Durwood Pepper, Publix employee who uses his grocery store knowledge to save money
With more than 30 years in the grocery industry, Durwood Pepper said he knows how to save money in grocery stores.
"Coupons save a lot," he said. "If it's stuff you use, get it. ... if you can save $4, that's a gallon of gas."
Much of Pepper's savings comes from coupons he finds - and he's learned to look all over for them. For example, local Kiwanis clubs put out a coupon book each year with discounts for local restaurants and other businesses. Schools will also print up coupon books, he said.
Do you shop at an outlet mall? Sign up for their e-mail newsletters, he said, and if they don't give you a discount on the spot, they'll e-mail you coupons you can use in the future. Plus, he watches the sales at drug stores like Walgreens and CVS to look for specials on items he usually buys.
"I put my coupons in order in little folders, then you go to couponmom.com and clip it out," he said. The Web site allows members (it's free to join) to track their coupons and alerts them to other local deals, too. "Just keep them in order and it tells you when it expires."
Pepper said he's also been known to troll yard sales too.
"It's just antiques and stuff you can use, and we turn around and sell it on eBay," he said.
Pepper also recommends buying the grocery store brands rather than the national brands. Often, the quality is the same or similar for less money.
And when something's on sale that you use, buy it.
"My basement is like a little storage room," he said. "I haven't bought paper towels in two years."
Teressa Glazer, Owner, Next to New Resale Boutique
Teressa Glazer said she's been a bargain hunter as long as she can remember. "Forever, really, but it really started with my first child," she said.
Because she was an only child, there weren't many family members around to lend her items, or even give them as gifts. She suffered from sticker shock, she said, when she would buy a newborn sleeper for $18 and, three months later, find the baby's outgrown it.
"That's when I got to thinking, ‘Well, there's a lot of things that children outgrow so quickly,' and that's when I got the idea to open up a shop," she said. "It's been great."

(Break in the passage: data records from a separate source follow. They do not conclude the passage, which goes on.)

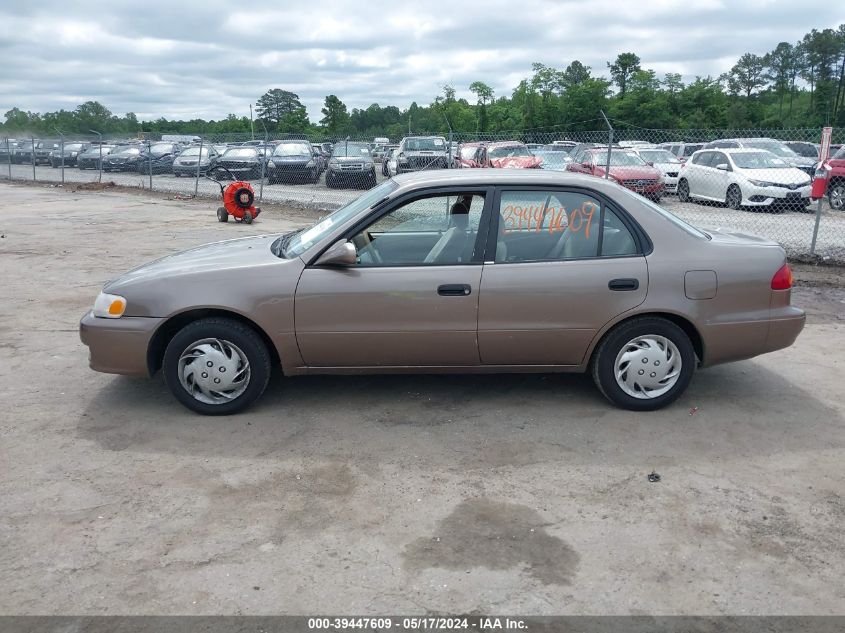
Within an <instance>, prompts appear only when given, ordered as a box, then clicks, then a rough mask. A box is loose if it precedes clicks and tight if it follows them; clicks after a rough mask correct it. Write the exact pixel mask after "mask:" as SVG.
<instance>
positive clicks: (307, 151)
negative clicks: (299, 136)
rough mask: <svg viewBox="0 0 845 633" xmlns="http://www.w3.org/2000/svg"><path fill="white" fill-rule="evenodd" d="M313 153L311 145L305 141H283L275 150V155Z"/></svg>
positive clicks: (292, 155)
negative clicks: (281, 143) (312, 152)
mask: <svg viewBox="0 0 845 633" xmlns="http://www.w3.org/2000/svg"><path fill="white" fill-rule="evenodd" d="M311 154H312V148H311V146H310V145H306V144H305V143H282V144H281V145H279V146H277V147H276V150H275V151H274V152H273V156H311Z"/></svg>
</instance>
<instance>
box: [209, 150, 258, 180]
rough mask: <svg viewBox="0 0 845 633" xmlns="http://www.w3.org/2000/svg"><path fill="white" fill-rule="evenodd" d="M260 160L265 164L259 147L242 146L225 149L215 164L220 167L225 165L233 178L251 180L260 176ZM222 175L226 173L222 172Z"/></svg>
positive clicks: (222, 166) (225, 173) (225, 166)
mask: <svg viewBox="0 0 845 633" xmlns="http://www.w3.org/2000/svg"><path fill="white" fill-rule="evenodd" d="M262 162H264V163H265V165H266V159H265V158H264V155H263V153H262V152H260V151H259V148H257V147H248V146H243V147H230V148H229V149H227V150H226V153H225V154H223V156H221V157H220V160H219V161H217V164H218V165H219V166H220V167H225V168H226V169H227V170H228V171H230V172H231V173H232V175H233V176H234V177H235V178H243V179H245V180H251V179H254V178H261V164H262ZM265 173H266V171H265ZM223 175H224V176H225V175H226V173H225V172H223Z"/></svg>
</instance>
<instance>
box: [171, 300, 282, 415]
mask: <svg viewBox="0 0 845 633" xmlns="http://www.w3.org/2000/svg"><path fill="white" fill-rule="evenodd" d="M162 367H163V370H164V379H165V381H166V382H167V386H168V387H169V388H170V390H171V391H172V392H173V395H174V396H176V399H177V400H179V402H181V403H182V404H183V405H185V406H186V407H187V408H189V409H191V410H192V411H196V412H197V413H202V414H203V415H229V414H232V413H237V412H239V411H242V410H243V409H245V408H246V407H248V406H249V405H251V404H252V403H253V402H255V401H256V400H257V399H258V398H259V397H260V396H261V394H262V393H264V390H265V389H266V388H267V382H268V381H269V380H270V354H269V352H268V350H267V346H266V345H265V344H264V341H262V340H261V337H260V336H259V335H258V334H257V333H256V332H255V330H253V329H252V328H250V327H249V326H247V325H245V324H243V323H240V322H239V321H236V320H234V319H227V318H222V317H210V318H205V319H200V320H198V321H194V322H193V323H190V324H188V325H186V326H185V327H184V328H182V329H181V330H179V332H177V333H176V335H175V336H174V337H173V338H172V339H171V340H170V343H169V344H168V345H167V349H166V350H165V352H164V362H163V363H162Z"/></svg>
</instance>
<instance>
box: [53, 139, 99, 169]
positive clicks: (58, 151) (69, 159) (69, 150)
mask: <svg viewBox="0 0 845 633" xmlns="http://www.w3.org/2000/svg"><path fill="white" fill-rule="evenodd" d="M90 147H91V143H65V147H64V150H62V148H61V145H60V146H59V148H58V149H55V150H53V153H52V154H51V155H50V164H51V165H52V166H53V167H54V168H59V167H61V166H62V163H63V162H64V166H65V167H73V166H74V165H76V164H77V159H78V158H79V155H80V154H81V153H83V152H85V151H88V149H89V148H90ZM62 158H64V160H62Z"/></svg>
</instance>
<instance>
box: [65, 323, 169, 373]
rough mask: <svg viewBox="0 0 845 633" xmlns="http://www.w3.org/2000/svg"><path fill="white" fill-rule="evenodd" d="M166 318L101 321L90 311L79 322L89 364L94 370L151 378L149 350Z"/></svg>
mask: <svg viewBox="0 0 845 633" xmlns="http://www.w3.org/2000/svg"><path fill="white" fill-rule="evenodd" d="M163 321H164V319H159V318H149V317H121V318H119V319H101V318H98V317H95V316H94V314H93V313H92V312H90V311H89V312H88V313H87V314H86V315H85V316H84V317H82V320H81V321H80V322H79V338H80V340H81V341H82V342H83V343H84V344H85V345H87V346H88V364H89V366H90V367H91V369H93V370H94V371H101V372H105V373H107V374H126V375H129V376H149V375H150V370H149V366H148V364H147V350H148V349H149V347H150V341H151V340H152V337H153V335H154V334H155V331H156V329H158V326H159V325H161V323H162V322H163Z"/></svg>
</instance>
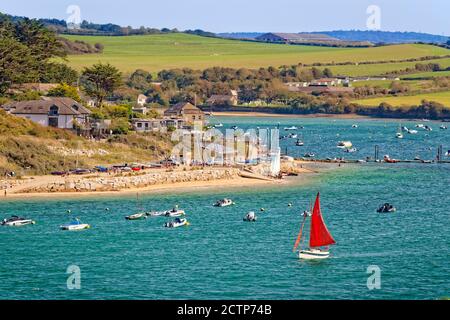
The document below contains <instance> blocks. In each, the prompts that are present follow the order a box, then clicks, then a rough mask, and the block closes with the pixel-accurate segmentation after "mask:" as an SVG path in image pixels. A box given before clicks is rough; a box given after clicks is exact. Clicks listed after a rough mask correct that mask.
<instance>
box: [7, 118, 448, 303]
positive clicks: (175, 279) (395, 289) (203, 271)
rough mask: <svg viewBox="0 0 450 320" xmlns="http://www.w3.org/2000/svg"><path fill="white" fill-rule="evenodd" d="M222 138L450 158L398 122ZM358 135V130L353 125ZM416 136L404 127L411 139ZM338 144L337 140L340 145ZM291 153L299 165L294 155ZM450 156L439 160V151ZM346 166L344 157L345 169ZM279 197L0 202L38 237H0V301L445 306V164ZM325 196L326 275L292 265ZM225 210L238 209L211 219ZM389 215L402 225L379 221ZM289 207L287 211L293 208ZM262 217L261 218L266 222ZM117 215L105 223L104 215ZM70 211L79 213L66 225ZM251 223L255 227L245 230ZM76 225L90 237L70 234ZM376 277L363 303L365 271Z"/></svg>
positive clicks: (372, 176) (419, 167) (319, 149)
mask: <svg viewBox="0 0 450 320" xmlns="http://www.w3.org/2000/svg"><path fill="white" fill-rule="evenodd" d="M214 121H217V122H221V123H223V124H224V127H227V126H230V125H238V126H239V127H242V128H250V127H252V128H254V127H256V126H259V127H261V128H262V127H273V126H275V125H277V122H280V126H281V127H282V128H283V127H284V126H292V125H296V126H304V129H303V130H299V134H300V133H301V134H302V136H303V137H302V139H303V140H304V141H305V147H303V150H302V151H299V150H297V149H296V147H294V146H292V144H293V143H292V141H288V140H286V141H284V140H283V141H282V144H283V143H285V144H286V146H287V147H288V153H289V154H291V155H295V156H297V155H299V154H301V153H303V152H305V151H308V152H315V153H316V154H317V155H318V156H320V157H321V158H325V157H341V156H345V155H344V154H342V151H341V150H339V149H337V148H336V142H337V141H339V140H350V141H352V142H353V144H354V145H355V147H357V148H358V150H359V151H358V153H356V154H351V155H350V156H351V157H354V158H355V159H360V158H361V159H362V158H365V157H366V156H372V155H373V148H374V145H376V144H378V145H380V149H381V151H380V153H381V154H382V155H384V154H389V155H391V156H392V157H397V158H402V159H406V158H411V157H415V156H420V157H422V158H424V159H432V158H434V156H435V154H436V149H437V146H438V145H443V146H444V149H446V148H447V149H450V131H446V130H439V125H440V123H428V125H430V126H432V127H433V129H434V130H433V131H431V132H425V131H419V133H418V134H417V135H414V136H409V135H405V139H403V140H402V141H399V140H398V139H395V132H396V131H397V128H398V126H399V123H398V122H396V121H379V120H333V119H284V118H283V119H278V118H277V119H275V118H241V119H239V118H217V119H214ZM355 123H357V124H358V126H359V127H358V128H352V124H355ZM414 124H415V123H412V122H411V123H405V124H404V125H406V126H408V127H413V126H414ZM337 134H339V135H340V136H339V137H337V136H336V135H337ZM296 152H297V154H296ZM444 152H445V151H444ZM347 156H348V155H347ZM292 179H294V180H293V181H291V183H289V184H286V185H282V186H278V185H277V186H273V185H270V186H267V187H262V188H258V189H255V188H254V187H241V188H225V189H222V190H209V189H195V190H191V191H176V192H175V191H174V192H165V193H157V194H141V195H140V203H139V204H137V202H136V199H135V198H136V197H135V196H125V195H123V196H113V197H107V196H98V197H95V198H93V197H89V198H65V199H44V200H38V199H29V200H26V199H25V200H6V201H5V200H2V201H0V217H1V218H3V217H6V216H9V215H12V214H17V215H21V216H26V217H29V218H32V219H34V220H36V221H37V224H36V225H34V226H27V227H23V228H17V229H14V228H7V227H1V228H0V247H1V254H0V275H1V277H0V299H439V298H441V297H444V296H450V278H449V274H450V250H449V248H450V210H449V208H450V190H449V186H450V164H418V163H401V164H400V163H399V164H374V163H367V164H346V165H343V166H342V167H337V166H336V168H332V169H330V170H326V171H324V172H323V173H320V174H318V175H314V176H312V177H309V178H308V179H307V180H306V181H305V180H304V179H301V180H300V181H296V180H295V179H296V178H292ZM318 191H320V192H321V201H322V211H323V215H324V219H325V221H326V223H327V225H328V228H329V230H330V232H331V233H332V234H333V237H334V238H335V239H336V241H337V245H336V246H333V247H332V248H331V250H332V256H331V257H330V258H329V259H328V260H326V261H321V262H304V261H300V260H299V259H298V258H297V257H296V255H295V254H293V253H292V247H293V244H294V242H295V239H296V237H297V234H298V231H299V228H300V223H301V216H300V212H301V211H303V210H305V209H307V208H308V207H309V203H310V201H311V200H313V198H314V197H315V195H316V193H317V192H318ZM223 197H230V198H232V199H233V200H234V201H235V202H236V205H235V206H233V207H227V208H213V207H212V204H213V203H214V202H215V201H216V200H218V199H220V198H223ZM384 202H390V203H392V204H394V205H395V206H396V207H397V209H398V211H397V212H396V213H395V214H378V213H376V209H377V207H378V206H379V205H381V204H382V203H384ZM288 203H292V204H293V206H292V207H289V206H288ZM176 204H178V205H179V206H180V208H182V209H184V210H186V212H187V218H188V220H189V221H190V222H191V225H190V226H189V227H186V228H179V229H174V230H168V229H165V228H164V227H163V224H164V223H165V222H166V221H167V218H149V219H147V220H143V221H133V222H132V221H126V220H125V219H124V217H125V216H126V215H129V214H131V213H134V212H135V211H136V210H137V207H144V208H145V209H146V210H163V209H170V208H171V207H173V206H174V205H176ZM260 208H265V211H264V212H260V211H259V209H260ZM107 209H109V210H107ZM67 210H71V211H72V213H71V214H70V215H69V214H68V213H67ZM251 210H253V211H256V212H257V215H258V222H256V223H245V222H243V221H242V218H243V216H244V215H245V214H246V213H247V212H248V211H251ZM72 217H79V218H80V219H81V220H82V221H83V222H85V223H89V224H91V226H92V228H91V229H90V230H87V231H84V232H72V233H70V232H63V231H60V230H59V226H60V225H61V224H64V223H67V222H69V221H70V219H71V218H72ZM71 265H74V266H77V267H79V269H80V271H81V273H80V289H74V290H69V289H68V287H67V279H68V277H69V276H70V274H67V273H66V270H67V268H68V267H69V266H71ZM374 267H375V269H377V270H380V273H379V276H380V277H379V280H380V286H379V289H373V290H369V288H368V286H367V280H368V277H369V276H371V275H373V274H372V273H368V268H369V270H374Z"/></svg>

Her resale store started with just children's and maternity clothes, but soon evolved into everyday clothes, too. Today she has regular customers who bring in clothes in exchange for store credit, she said.
Now that her daughters are almost grown and away from home, Glazer said she sees her thrifty ways rubbing off on them, too.
"It thrills my mother's heart," she said. "I noticed they're much quicker about money they save rather than money they spend, and that's how I think it should be."
Her oldest daughter, who just started graduate school, agonizes over shopping and spending money.
As for Glazer's shopping habits, she said she scours coupon circulars and weekly store coupons to find the best deals. She also tries to do as much shopping as she can in one shopping plaza, taking advantage of a nearby grocery store, drugstore and dollar store.
"I get excited when I go in the grocery store and it's triple coupons," she said, adding that when she works on Sundays she buys an extra copy of the paper and doubles her savings using the coupons inside.
Her best deal? A gold and garnet bracelet she found among a box of other items at a yard sale - which she also frequents for good deals.
"There was this big box of stuff, and I said, ‘How much? and the lady said, ‘$5.' So I gave her $5 and I took it home and there was this beautiful garnet and gold bracelet," she said. "I went back and I said, ‘I don't think you meant to sell this,' and she said, ‘Yes, it was my mother-in-law's.' And I thought, I'm not going to push this. There's a story behind that, I'm sure."